La ville de Baltimore sous toutes ses coutures ou presque. C'est le tour de force réalisé par l'immense David Simon, qui signe avec The Wire l'une des meilleurs séries de tous les temps.

Image promotionnelle de "The Wire"
Image promotionnelle de "The Wire" © HBO

Quand la série débute en 2002, on pense d'abord avoir affaire à une assez classique enquête policière sur le démantèlement d'un gang de trafiquants de drogue. Mais les téléspectateurs vont vite se rendre compte que The Wire est bien plus que ça.

Bien sûr, on s'intéresse ici aux gangsters des quartiers noirs de Baltimore, et on découvre aussi le quotidien des policiers de la ville.

Certains sont racistes et volontiers bagarreurs, d'autres sont démotivés ou corrompus, d'autres enfin, tentent de faire bouger les choses, et malgré les faibles salaires, travaillent jour et nuit sur leurs enquêtes. 

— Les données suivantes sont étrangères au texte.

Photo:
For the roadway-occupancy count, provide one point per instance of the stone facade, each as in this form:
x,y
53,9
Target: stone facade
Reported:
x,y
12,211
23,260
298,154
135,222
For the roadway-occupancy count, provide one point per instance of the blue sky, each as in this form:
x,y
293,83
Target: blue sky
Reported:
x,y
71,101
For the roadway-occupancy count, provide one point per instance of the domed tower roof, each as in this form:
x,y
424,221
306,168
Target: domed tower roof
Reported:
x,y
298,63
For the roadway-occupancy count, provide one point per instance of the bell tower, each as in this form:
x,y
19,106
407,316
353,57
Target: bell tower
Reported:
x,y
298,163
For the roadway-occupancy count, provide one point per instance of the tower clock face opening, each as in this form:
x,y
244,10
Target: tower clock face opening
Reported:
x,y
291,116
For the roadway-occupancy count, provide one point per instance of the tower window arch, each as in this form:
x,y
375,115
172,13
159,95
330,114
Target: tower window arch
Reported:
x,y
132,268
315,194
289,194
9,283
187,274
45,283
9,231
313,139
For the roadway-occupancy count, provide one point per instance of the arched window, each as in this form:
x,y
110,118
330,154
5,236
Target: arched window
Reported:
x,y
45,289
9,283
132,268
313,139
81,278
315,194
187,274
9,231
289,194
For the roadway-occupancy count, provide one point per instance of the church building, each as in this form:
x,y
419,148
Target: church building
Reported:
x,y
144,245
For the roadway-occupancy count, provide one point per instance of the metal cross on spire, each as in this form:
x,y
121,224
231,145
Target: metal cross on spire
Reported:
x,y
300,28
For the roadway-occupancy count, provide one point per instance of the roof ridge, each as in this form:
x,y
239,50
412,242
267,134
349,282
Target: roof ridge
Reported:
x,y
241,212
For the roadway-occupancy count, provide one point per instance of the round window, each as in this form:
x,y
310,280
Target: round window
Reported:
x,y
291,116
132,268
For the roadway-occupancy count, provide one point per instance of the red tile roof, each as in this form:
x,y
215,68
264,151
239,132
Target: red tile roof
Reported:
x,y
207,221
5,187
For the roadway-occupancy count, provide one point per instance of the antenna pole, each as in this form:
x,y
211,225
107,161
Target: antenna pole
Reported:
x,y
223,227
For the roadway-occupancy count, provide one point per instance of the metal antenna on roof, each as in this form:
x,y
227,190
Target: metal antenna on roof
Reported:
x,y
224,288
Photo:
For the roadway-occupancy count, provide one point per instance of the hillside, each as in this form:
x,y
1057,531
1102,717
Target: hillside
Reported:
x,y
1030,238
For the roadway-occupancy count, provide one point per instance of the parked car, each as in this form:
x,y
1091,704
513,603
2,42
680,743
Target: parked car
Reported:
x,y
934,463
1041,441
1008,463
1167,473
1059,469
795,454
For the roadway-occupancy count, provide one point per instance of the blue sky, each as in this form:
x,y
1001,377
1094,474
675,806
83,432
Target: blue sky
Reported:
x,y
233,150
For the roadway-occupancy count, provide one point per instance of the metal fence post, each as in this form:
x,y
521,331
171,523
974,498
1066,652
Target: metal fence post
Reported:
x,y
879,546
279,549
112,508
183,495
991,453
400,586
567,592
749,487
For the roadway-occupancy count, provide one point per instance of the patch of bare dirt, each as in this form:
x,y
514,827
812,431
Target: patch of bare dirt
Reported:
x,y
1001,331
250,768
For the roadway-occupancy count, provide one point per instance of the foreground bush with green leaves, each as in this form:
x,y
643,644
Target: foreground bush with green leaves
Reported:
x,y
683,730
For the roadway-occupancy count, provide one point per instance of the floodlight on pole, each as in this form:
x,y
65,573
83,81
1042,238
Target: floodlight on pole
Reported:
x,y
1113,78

Mais, très vite, le panorama s'élargit et on plonge aussi dans l'univers des juges, des dockers du port de Baltimore, des politiciens, des enfants, des professeurs, des journalistes et des toxicomanes, qui n'ont aucun mal à trouver de l'héroïne, tant certains quartiers de la ville sont gangrenés par le trafic. 

Le tout avec un impressionnant souci du détail. Le réalisme de The Wire transparaît notamment dans les dialogues, qui font la part belle à l'argot du Maryland.

C'est un ancien journaliste et écrivain qui a créé "The Wire"

Il s'appelle David Simon. Pendant 12 ans, c'est lui qui était chargé de la rubrique faits divers au Baltimore Sun.

Et David Simon a très bien réussi sa reconversion puisqu'avec The Wire, puis Treme et The Deuce, il est devenu l'un des auteurs les plus prestigieux du monde de la fiction télé !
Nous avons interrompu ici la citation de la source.